At the middle school that had been used as a shelter during Hurricane Betsy in 1965, they set up their own shelter for anyone who stayed behind during the storm. They found a ba rbeque to cook on and took food from a neighborhood grocery store with an officer’s permission.
Greg said there were more than 100 people the first day. With the meals Sarge cooked, and the food from the school vending machines, people had enough to eat, he said. Smith learned how to preserve the meat in the military, so they had meat the entire eight days in the shelter.

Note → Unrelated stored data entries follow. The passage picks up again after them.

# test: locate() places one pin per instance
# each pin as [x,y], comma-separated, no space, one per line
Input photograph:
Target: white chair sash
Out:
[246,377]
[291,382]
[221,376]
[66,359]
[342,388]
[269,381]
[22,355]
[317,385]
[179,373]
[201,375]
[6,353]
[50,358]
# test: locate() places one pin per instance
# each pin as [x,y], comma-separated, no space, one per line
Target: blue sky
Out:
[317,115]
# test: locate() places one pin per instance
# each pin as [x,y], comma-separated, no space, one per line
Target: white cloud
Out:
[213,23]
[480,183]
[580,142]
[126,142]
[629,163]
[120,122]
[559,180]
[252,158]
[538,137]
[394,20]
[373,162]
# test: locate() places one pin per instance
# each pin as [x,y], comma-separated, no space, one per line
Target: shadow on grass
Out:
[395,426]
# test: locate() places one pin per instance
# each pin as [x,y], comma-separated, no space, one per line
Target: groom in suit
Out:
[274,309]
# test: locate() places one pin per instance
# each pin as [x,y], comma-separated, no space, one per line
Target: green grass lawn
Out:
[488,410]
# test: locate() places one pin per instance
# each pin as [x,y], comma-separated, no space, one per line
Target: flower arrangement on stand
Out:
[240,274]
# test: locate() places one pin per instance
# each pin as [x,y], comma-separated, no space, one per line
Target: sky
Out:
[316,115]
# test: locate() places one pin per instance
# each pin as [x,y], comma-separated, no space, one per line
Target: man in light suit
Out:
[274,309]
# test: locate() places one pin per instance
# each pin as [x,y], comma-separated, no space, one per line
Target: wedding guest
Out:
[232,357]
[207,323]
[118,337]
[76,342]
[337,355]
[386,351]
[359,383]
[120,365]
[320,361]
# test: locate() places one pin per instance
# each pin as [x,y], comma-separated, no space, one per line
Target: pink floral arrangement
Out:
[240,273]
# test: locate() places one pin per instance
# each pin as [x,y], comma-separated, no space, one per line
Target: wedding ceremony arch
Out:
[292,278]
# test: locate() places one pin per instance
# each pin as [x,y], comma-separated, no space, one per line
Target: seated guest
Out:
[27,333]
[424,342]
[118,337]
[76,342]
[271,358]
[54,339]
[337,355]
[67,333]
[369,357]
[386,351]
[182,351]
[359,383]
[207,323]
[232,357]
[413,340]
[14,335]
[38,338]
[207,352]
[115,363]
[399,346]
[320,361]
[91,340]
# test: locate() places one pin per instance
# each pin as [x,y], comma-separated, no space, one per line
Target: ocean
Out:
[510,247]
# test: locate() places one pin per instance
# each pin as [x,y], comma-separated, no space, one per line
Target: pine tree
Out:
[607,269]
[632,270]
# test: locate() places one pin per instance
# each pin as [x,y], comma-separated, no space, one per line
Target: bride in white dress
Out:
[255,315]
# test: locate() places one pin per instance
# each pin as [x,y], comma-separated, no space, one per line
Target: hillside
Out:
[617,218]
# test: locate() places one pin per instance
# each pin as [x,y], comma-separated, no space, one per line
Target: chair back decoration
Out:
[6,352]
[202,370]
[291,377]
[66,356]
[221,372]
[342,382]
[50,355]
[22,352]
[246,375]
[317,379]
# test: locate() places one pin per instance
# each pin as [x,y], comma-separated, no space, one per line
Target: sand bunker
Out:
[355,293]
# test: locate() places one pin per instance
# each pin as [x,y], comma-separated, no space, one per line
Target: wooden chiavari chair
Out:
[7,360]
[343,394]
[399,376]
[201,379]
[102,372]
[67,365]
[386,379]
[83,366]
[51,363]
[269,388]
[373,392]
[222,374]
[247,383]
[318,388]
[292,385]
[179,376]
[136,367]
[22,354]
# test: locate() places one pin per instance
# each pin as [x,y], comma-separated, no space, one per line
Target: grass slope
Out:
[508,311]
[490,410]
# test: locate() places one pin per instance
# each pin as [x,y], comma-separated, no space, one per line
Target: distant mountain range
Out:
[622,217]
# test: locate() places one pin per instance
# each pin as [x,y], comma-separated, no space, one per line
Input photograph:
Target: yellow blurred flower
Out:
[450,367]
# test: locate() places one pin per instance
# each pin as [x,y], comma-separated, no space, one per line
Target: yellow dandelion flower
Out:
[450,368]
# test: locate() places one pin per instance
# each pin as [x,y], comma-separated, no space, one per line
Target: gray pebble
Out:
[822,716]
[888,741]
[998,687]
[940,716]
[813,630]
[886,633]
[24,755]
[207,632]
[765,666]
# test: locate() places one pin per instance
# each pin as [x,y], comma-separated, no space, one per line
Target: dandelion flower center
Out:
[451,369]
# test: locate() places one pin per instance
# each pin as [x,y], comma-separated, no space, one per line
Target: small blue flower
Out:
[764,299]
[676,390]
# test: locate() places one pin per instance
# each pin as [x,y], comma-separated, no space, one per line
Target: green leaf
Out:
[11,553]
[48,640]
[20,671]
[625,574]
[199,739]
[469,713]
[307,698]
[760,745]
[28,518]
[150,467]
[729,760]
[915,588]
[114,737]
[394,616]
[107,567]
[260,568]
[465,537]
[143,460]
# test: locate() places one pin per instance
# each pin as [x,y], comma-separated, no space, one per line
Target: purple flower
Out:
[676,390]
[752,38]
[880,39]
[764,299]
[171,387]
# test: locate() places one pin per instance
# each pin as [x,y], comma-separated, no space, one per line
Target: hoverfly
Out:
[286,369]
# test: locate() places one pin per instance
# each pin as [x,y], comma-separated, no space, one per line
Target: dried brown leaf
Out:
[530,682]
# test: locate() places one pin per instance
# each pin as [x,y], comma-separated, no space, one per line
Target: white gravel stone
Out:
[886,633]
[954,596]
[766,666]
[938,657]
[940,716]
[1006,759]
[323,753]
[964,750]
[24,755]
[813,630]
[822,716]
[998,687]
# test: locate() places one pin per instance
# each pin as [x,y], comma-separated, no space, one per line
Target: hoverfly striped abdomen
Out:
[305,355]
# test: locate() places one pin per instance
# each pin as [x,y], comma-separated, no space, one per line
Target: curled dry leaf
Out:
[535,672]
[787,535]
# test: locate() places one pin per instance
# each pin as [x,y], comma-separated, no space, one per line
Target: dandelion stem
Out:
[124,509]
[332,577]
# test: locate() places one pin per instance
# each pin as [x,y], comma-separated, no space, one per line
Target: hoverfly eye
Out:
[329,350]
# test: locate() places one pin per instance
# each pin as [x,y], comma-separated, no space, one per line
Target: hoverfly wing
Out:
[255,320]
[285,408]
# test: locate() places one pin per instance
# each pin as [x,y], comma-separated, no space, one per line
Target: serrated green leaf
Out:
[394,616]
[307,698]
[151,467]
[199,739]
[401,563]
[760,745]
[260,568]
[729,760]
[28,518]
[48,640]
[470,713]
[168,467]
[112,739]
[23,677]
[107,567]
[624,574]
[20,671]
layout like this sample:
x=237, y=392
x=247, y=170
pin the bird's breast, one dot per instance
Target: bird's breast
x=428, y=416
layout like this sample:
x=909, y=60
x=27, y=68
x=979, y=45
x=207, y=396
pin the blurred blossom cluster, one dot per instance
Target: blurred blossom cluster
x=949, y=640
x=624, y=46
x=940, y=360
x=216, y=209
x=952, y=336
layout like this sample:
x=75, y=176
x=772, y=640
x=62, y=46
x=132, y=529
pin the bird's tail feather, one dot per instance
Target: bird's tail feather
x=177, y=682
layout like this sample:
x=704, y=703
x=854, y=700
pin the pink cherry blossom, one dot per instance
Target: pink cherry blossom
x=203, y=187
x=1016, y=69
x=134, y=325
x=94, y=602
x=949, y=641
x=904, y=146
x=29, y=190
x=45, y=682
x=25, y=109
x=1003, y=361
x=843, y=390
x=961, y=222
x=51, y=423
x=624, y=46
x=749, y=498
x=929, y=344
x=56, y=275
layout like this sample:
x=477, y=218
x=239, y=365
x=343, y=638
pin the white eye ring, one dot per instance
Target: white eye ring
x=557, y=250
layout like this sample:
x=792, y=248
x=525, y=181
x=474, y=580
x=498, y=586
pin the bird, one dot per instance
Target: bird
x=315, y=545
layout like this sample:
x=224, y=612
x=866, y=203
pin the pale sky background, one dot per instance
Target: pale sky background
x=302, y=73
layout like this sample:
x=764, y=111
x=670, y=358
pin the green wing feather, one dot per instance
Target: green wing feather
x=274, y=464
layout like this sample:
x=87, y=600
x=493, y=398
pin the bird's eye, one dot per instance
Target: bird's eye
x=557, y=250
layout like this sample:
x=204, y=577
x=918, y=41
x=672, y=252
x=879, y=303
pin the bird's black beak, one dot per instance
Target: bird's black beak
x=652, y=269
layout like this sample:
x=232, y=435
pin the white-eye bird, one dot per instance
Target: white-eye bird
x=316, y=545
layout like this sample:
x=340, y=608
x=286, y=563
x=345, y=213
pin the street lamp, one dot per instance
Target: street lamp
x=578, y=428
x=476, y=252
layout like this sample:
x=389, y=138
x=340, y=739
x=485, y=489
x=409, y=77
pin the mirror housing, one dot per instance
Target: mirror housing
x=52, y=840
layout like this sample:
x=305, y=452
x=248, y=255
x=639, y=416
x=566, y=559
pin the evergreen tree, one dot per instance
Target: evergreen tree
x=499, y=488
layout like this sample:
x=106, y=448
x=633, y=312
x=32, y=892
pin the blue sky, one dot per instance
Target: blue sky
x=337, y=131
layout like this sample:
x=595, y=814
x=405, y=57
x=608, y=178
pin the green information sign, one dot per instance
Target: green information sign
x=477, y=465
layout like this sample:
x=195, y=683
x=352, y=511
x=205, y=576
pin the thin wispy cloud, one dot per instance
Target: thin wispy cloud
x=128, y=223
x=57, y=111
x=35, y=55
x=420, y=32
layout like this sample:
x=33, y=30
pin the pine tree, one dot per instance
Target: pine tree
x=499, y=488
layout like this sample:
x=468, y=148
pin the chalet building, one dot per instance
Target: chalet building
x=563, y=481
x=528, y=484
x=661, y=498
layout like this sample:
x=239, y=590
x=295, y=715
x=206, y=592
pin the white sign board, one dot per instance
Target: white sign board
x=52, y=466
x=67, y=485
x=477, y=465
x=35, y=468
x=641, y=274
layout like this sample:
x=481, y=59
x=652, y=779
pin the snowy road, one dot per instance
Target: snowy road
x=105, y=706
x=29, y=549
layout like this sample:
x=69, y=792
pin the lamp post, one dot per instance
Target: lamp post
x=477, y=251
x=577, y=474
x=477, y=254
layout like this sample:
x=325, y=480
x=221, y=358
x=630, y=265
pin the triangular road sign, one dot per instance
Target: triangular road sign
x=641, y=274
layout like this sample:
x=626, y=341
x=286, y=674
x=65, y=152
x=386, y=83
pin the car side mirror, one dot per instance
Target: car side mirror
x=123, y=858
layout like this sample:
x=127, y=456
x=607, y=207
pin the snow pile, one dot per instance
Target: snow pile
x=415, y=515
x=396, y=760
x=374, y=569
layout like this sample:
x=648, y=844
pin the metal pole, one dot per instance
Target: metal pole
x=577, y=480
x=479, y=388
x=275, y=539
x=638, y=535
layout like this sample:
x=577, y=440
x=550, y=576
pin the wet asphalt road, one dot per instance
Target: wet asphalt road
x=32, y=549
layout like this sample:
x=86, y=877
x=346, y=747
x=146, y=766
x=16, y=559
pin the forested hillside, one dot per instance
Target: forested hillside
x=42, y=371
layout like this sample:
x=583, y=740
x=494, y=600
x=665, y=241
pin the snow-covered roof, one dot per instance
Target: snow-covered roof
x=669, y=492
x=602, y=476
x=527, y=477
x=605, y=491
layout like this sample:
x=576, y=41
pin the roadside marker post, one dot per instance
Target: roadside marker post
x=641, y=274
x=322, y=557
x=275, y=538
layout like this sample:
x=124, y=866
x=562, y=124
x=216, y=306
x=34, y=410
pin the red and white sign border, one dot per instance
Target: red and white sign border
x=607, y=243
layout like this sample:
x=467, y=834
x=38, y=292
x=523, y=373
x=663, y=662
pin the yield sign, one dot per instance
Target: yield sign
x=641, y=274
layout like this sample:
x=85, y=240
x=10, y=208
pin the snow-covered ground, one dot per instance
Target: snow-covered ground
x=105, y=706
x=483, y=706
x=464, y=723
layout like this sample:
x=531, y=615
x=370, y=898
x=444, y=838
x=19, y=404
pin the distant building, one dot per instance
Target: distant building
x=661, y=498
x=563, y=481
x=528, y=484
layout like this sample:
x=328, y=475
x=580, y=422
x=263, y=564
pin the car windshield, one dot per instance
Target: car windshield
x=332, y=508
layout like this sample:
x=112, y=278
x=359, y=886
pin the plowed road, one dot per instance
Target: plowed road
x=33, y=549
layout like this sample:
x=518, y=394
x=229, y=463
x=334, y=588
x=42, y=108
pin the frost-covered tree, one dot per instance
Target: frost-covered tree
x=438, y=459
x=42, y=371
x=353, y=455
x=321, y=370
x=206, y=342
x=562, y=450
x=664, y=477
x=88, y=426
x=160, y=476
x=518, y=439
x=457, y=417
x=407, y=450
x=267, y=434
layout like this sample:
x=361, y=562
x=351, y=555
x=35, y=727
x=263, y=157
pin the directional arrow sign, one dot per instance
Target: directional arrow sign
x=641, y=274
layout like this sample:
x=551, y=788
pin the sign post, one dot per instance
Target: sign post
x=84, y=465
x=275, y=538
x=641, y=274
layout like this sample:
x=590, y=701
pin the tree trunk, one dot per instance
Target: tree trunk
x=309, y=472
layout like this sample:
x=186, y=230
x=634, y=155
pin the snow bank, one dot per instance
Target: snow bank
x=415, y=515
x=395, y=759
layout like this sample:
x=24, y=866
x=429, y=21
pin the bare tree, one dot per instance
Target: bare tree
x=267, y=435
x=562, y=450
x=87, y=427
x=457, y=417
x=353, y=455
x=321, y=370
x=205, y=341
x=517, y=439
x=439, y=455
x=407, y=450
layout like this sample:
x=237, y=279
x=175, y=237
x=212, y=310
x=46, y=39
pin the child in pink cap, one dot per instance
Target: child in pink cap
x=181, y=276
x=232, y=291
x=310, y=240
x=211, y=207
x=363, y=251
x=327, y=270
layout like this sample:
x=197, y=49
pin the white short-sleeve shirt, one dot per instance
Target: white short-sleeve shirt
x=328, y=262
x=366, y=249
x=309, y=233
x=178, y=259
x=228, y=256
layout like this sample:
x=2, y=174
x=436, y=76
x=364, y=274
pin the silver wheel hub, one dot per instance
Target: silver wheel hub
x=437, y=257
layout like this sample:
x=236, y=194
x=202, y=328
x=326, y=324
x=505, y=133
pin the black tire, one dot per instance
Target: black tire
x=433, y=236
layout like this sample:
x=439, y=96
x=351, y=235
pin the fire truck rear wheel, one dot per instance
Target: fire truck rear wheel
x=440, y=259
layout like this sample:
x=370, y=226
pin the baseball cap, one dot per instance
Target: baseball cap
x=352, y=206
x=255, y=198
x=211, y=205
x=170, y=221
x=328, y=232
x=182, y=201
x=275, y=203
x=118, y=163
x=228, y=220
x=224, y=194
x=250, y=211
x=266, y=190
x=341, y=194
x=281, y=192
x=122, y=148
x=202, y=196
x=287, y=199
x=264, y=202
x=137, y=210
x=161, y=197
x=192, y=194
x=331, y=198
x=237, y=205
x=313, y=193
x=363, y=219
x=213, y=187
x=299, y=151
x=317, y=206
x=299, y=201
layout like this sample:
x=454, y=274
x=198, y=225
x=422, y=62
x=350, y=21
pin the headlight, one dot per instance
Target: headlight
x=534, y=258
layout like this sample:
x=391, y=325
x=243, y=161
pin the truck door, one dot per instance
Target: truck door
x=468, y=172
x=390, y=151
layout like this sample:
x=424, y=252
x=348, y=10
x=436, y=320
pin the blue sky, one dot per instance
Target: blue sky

“We never really ran out of food,” Greg said. “We ran out of water one day. The water got real tight. The next day, that’s when the Coast Guard started dropping water to us.”
The school became a drop point for the Coast Guard, he said. They landed a helicopter on the roof and delivered supplies and airlifted some people out.
One day “the men sacrificed their drinking water so that the women could bathe. We were pretty self-sufficient,” Glenda said.
Officers tried to force people to evacuate the school. They wanted to take everyone to the Superdome, but most didn’t want to go, Greg said. News of the bad things happening there reached them through the radio.
When they tried to evacuate Glenda, she asked if she could go upstairs and get some of her belongings, including medications. “I came to evacuate you, not your stuff,” Glenda said she was told.
Eventually the couple convinced the authorities to let them stay.
But on the eighth day, the Coast Guard and Army came in a boat. Evacuation wasn’t optional this time. “They came with their guns drawn,” Greg said.